AEMO has recently announced that it will make changes to the amount of FCAS is wants on standby in the market, partly because it is concerned that not enough FCAS has been available, particularly in markets such as Queensland where there are no big batteries, little demand response, and where coal generators have been relaxing their “governor” controls, which affects their ability to provide FCAS.
This issue was brought to its attention in the big outages that followed a lighning strike on the main link between Queensland and NSW on August 25 last year.
It created such a ruction in the grid that Queensland and South Australia separated, outages swept across NSW, Victoria and Tasmania, and while South Australia – thanks to the Tesla battery – had no problems, the lack of FCAS response from Queensland coal generators left that state in a perilous position.
It was an event that sent the industry bananas with frustration.
By changing the rules, AEMO has effectively increased the amount of mainland base “regulation” FCAS volumes by 50 MW in March, and a further 20 MW in April and 20 MW in May 2019, or a total of 90MW, due to deteriorating frequency performance.
It has also increased the amount of “contingency” FCAS by around 100MW, and will likely do so again in the second phase of its proposed changes. And while the presence of the Tesla big battery has punctured the FCAS cartel in South Australia – where the gas markets could charge what they liked when constraints were imposed – there are no big batteries in the sunshine state.
(Regulation FCAS refers to small changes of supply, and contingency FCAS looks to manage large changes in supply, in the event, for instance, of a network fault or a sudden generator or load outage).
This has led to some bizarre outcomes in the market, and incentives to coal generators to increase generation during negative pricing events, when normally they would be seeking to ramp down.

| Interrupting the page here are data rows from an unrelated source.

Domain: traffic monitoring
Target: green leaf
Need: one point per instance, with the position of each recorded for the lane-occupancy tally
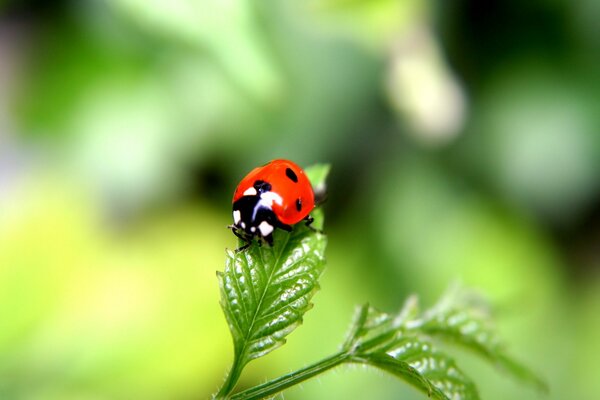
(317, 174)
(388, 343)
(266, 290)
(462, 318)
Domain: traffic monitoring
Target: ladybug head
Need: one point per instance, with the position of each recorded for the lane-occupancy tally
(253, 216)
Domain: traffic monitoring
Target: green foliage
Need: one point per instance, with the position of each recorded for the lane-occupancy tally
(266, 290)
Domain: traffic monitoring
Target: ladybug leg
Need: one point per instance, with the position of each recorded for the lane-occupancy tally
(242, 248)
(309, 220)
(285, 227)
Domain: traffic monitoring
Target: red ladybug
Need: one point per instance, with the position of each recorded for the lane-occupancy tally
(276, 195)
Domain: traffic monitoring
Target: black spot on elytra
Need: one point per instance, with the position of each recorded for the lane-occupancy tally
(262, 186)
(291, 174)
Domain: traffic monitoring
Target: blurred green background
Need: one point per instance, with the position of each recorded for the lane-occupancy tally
(464, 139)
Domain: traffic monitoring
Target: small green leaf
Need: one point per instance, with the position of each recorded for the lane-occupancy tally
(317, 174)
(404, 371)
(462, 318)
(265, 290)
(387, 342)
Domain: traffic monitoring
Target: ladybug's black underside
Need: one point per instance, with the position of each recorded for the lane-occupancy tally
(254, 219)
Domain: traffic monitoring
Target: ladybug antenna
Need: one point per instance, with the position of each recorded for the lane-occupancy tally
(320, 195)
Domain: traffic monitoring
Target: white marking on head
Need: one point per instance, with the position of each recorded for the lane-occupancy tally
(268, 198)
(265, 228)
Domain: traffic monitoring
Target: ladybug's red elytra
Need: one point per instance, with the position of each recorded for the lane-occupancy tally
(276, 195)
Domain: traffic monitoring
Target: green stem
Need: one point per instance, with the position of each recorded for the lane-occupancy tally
(231, 381)
(291, 379)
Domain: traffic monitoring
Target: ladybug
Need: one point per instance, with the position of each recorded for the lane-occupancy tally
(275, 195)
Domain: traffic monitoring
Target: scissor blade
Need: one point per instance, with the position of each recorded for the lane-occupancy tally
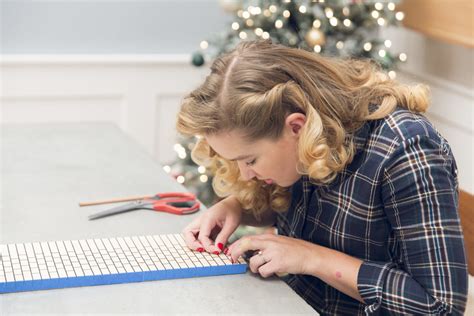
(117, 210)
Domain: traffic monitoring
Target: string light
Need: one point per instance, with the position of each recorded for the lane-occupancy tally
(204, 45)
(400, 16)
(180, 150)
(254, 10)
(329, 13)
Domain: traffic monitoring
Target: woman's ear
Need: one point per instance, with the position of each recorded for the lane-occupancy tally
(295, 122)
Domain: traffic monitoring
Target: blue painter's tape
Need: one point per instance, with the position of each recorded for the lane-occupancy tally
(45, 284)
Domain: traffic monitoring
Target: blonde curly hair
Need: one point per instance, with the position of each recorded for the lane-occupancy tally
(257, 85)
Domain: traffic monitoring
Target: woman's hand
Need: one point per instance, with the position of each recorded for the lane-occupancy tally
(276, 254)
(211, 230)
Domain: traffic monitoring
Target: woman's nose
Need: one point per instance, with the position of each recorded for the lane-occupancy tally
(246, 172)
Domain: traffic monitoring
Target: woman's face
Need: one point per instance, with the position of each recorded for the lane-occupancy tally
(273, 161)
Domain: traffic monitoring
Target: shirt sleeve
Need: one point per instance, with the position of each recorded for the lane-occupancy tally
(428, 274)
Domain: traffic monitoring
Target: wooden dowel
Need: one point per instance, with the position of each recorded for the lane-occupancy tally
(115, 200)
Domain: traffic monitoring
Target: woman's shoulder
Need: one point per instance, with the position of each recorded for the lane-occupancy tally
(398, 130)
(403, 125)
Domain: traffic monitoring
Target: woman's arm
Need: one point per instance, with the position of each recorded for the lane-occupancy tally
(428, 274)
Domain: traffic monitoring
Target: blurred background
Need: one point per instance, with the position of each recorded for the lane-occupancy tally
(131, 62)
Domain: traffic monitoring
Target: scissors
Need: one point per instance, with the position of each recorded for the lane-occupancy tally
(173, 202)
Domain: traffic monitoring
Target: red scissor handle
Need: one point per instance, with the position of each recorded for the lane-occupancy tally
(176, 194)
(176, 203)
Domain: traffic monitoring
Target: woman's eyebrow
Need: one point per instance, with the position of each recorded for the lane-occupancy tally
(240, 157)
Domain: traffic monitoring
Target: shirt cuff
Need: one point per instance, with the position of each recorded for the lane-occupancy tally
(370, 283)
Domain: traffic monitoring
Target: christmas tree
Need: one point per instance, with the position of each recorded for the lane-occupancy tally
(345, 28)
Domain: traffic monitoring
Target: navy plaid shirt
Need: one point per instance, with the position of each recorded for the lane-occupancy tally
(394, 207)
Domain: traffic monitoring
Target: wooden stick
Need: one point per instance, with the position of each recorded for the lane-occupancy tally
(115, 200)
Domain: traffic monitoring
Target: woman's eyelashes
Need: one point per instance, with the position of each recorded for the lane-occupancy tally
(251, 163)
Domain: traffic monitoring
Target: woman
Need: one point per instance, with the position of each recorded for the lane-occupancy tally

Or, if they had a pumped hydro facility or battery storage, to switch those facilities on.
As the AER noted:
“We have also observed participants rebidding capacity to low prices in Queensland at the time of negative prices, citing ‘FCAS/Energy co-optimisation’ as the reason.
“Participants who offer capacity into the FCAS markets in Queensland are mainly coal-fired generators. When the price of energy is negative these generators may have incentives to increase dispatch in FCAS markets where the prices may be higher.”
It cites the example of September 4, 2019, when the price for some lower services was above $300/MWh at the time that energy prices were negative, so delivering enough incentives for coal generators to lift their output, and effectively chase the solar and wind farms out of the market.
(The coal generators could dominate the FCAS market because the network constraints effectively shut battery competitors elsewhere out of that market).
This is just part of the problems with FCAS at the moment, a subject we will jump back into next week.
But it was also interesting to note – just for the record – that while increased generation of wind and solar, and network constraints that limit exports – have been blamed for negative pricing events, it is the coal generators who actually bid most of their capacity below zero.
The AER says negative pricing events are a normal part of the market, and coal generators in Queensland bid 71 per cent of their capacity at negative during the September quarter, which meant that for some of the time there was enough negatively prices coal capacity to meet demand.
Why? Because much coal capacity is unable to be flexible about output, and would prefer to endure periods of negative prices to avoid greater costs, or to meet contracted loads.
So coal generators don’t switch off, while solar and wind farms and gas generators do, unless directed otherwise. And batteries and pumped hydro should charge and pump.